E depois (como eu notei) devíamos considerar que, sobre cada um desses
grãos de pó luminoso, existia uma criação, que
incessantemente nasce, perece, renasce. Neste instante, outros Jacintos, outros
Zés Fernandes, sentados às janelas de outras Tormes contemplam
o céu noturno, e nele um pequenininho ponto de luz, que é a
nossa possante Terra pôr nós tanto sublimada. Não terão
todos esta nossa forma, bem frágil, bem desconfortável, e (a
não ser no Apolo do Vaticano, na Vênus de Milo e talvez na Princesa
de Carman) singularmente feia e burlesca. Mas, horrendos ou de inefável
beleza; colossais e duma carne mais dura que o granito, ou leves como gases
e ondulando na luz, todos eles são seres pensantes e têm consciência
da Vida – porque decerto cada Mundo possui o seu Descartes, ou já o
nosso Descartes os percorreu a todos com o seu Método, a sua escura
capa, a sua agudeza elegante, formulando a única certeza talvez certa,
o grande Penso, logo existo. Portanto todos nós, Habitantes dos Mundos,
às janelas dos nossos casarões, além nos Saturnos, ou
aqui na nossa Terrícula, constantemente perfazemos um ato sacrossanto
que nos penetra e nos funde – que é sentirmos no Pensamento o núcleo
comum das nossas modalidades, e portanto realizarmos um momento, dentro da
Consciência, a Unidade do Universo!
-Hem, Jacinto?
O meu amigo rosnou:
-Talvez… Estou a cair com sono.
-Também eu. “Remontamos muito, Ex.mo Sr.!” como dizia
o Pestaninha em Coimbra. Mas nada mais belo, e mais vão, que uma cavaqueira,
no alto das serras, a olhar para as estrelas!… tu sempre vais amanhã?

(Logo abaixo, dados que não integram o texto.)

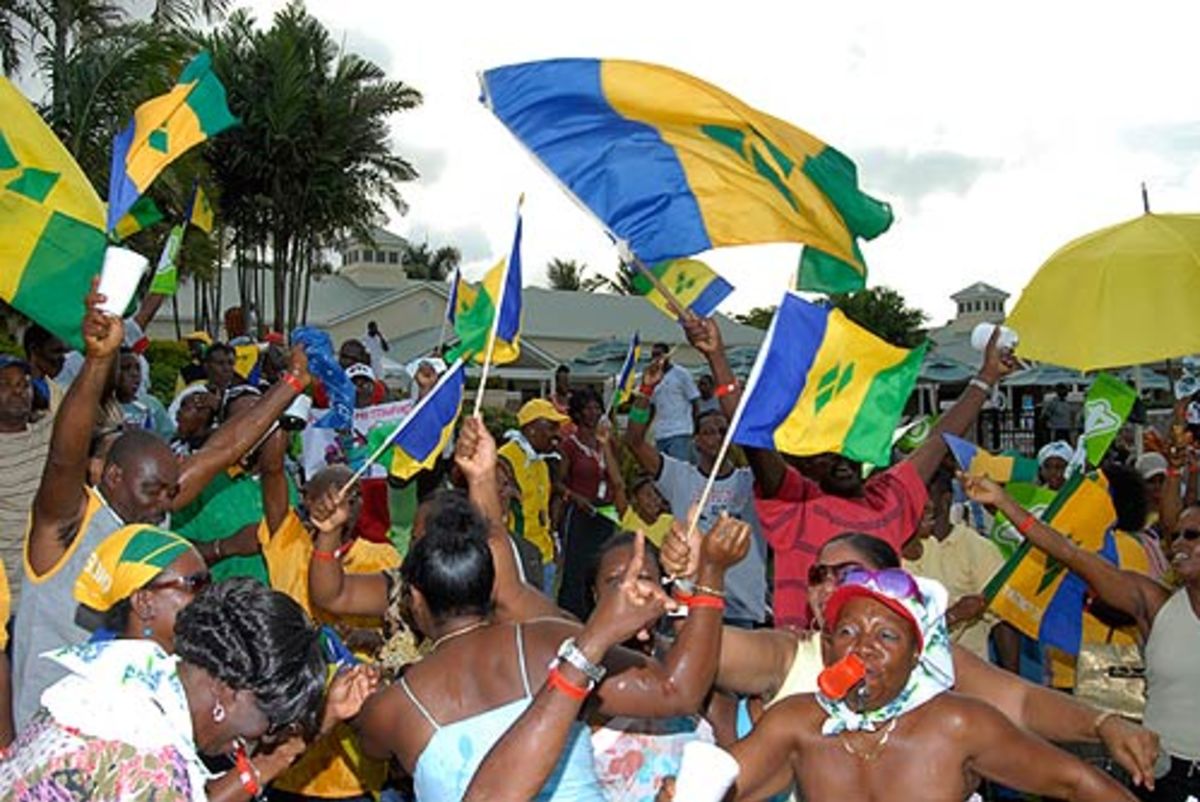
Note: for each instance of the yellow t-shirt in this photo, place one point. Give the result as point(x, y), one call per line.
point(654, 532)
point(964, 562)
point(1062, 665)
point(533, 479)
point(334, 766)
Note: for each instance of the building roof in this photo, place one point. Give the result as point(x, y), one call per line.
point(977, 291)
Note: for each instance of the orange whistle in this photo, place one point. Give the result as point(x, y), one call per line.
point(837, 680)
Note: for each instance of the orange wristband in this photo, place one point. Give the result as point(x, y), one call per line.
point(562, 684)
point(712, 602)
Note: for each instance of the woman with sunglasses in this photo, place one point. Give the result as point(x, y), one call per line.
point(773, 664)
point(1168, 620)
point(131, 722)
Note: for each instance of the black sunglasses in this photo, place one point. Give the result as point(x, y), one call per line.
point(191, 584)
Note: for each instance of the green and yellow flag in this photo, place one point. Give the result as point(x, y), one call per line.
point(52, 222)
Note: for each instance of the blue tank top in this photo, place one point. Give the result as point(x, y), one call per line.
point(453, 755)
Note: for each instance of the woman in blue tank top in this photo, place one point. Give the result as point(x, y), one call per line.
point(441, 719)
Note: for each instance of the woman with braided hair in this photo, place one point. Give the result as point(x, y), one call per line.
point(131, 722)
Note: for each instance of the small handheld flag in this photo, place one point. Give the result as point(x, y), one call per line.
point(162, 130)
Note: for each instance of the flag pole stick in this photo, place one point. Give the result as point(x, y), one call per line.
point(389, 442)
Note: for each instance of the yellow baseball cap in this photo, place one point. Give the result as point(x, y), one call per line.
point(540, 410)
point(125, 562)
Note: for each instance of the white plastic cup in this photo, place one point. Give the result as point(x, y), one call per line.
point(982, 335)
point(120, 277)
point(706, 773)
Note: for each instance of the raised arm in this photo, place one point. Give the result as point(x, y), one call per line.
point(240, 432)
point(475, 456)
point(60, 498)
point(705, 336)
point(640, 419)
point(997, 363)
point(329, 587)
point(1009, 755)
point(1127, 591)
point(519, 764)
point(1057, 716)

-Com certeza, Zé Fernandes! Com a certeza de Descartes. “Penso,
logo fujo!” Como queres tu, neste pardieiro, sem uma cama, sem uma poltrona,
sem um livro?… Nem só de arroz com fava vive o Homem! Mas demoro
em Lisboa, para conversar com o Sesimbra, o meu Administrador. E também
à espera que estas obras acabem, os caixotes surjam, e eu possa voltar
decentemente, com roupa lavada, para a trasladação…
-É verdade, os ossos…
-Mas resta ainda o Grilo… Que animal! Pôr onde andará esse
perdido?
Então, passeando lentamente na sala enorme, onde a vela de sebo já
derretida no castiçal de lata era como um lume de cigarro num descampado,
meditamos na sorte do Grilo. O estimado negro ou fora despejado nas lamas
de Medina, com as vinte e sete malas, aos gritos – ou, regaladamente adormecido,
rolara com o Anatole no comboio para Madri. Mas ambos os casos apareciam ao
meu Príncipe como irremediavelmente destruidores do seu conforto…
-Não, escuta, Jacinto… Se o Grilo encalhou em Medina, dormiu na
Fonda, catou os percevejos, e esta madrugada correu para Tormes. Quando amanhã
desceres à Estação, às quatro horas, encontras
o teu precioso homem, com as tuas preciosas malas, metido nesse comboio que
te leva ao Porto e à Capital…
Jacinto sacudiu os braços como quem se debate nas malhas duma rede:
-E se seguiu para Madri?
-Então, pôr esta semana, cá aparece em Tormes, onde encontra
ordem para regressar a Lisboa e reentrar no teu séquito… Resta o
interessante caso das minhas bagagens. Se amanhã encontrares na estação
o Grilo, separa a minha mala negra, e o saco de lona, e a chaleira. O Grilo
conhece. E pede ao Pimenta, ao gordalhufo, que me avise para Guiães.
Se o Grilo aportar Tormes, esfogueteado de Madri, com toda essa malaria, deixa
as minhas coisas aqui, ao Melchior… Eu amanhã falo ao Melchior.
Jacinto sacudiu furiosamente o colarinho:
-Mas como posso eu partir para Lisboa, amanhã, com esta camisa de
dois dias, que já me faz uma comichão horrenda? E sem um lenço…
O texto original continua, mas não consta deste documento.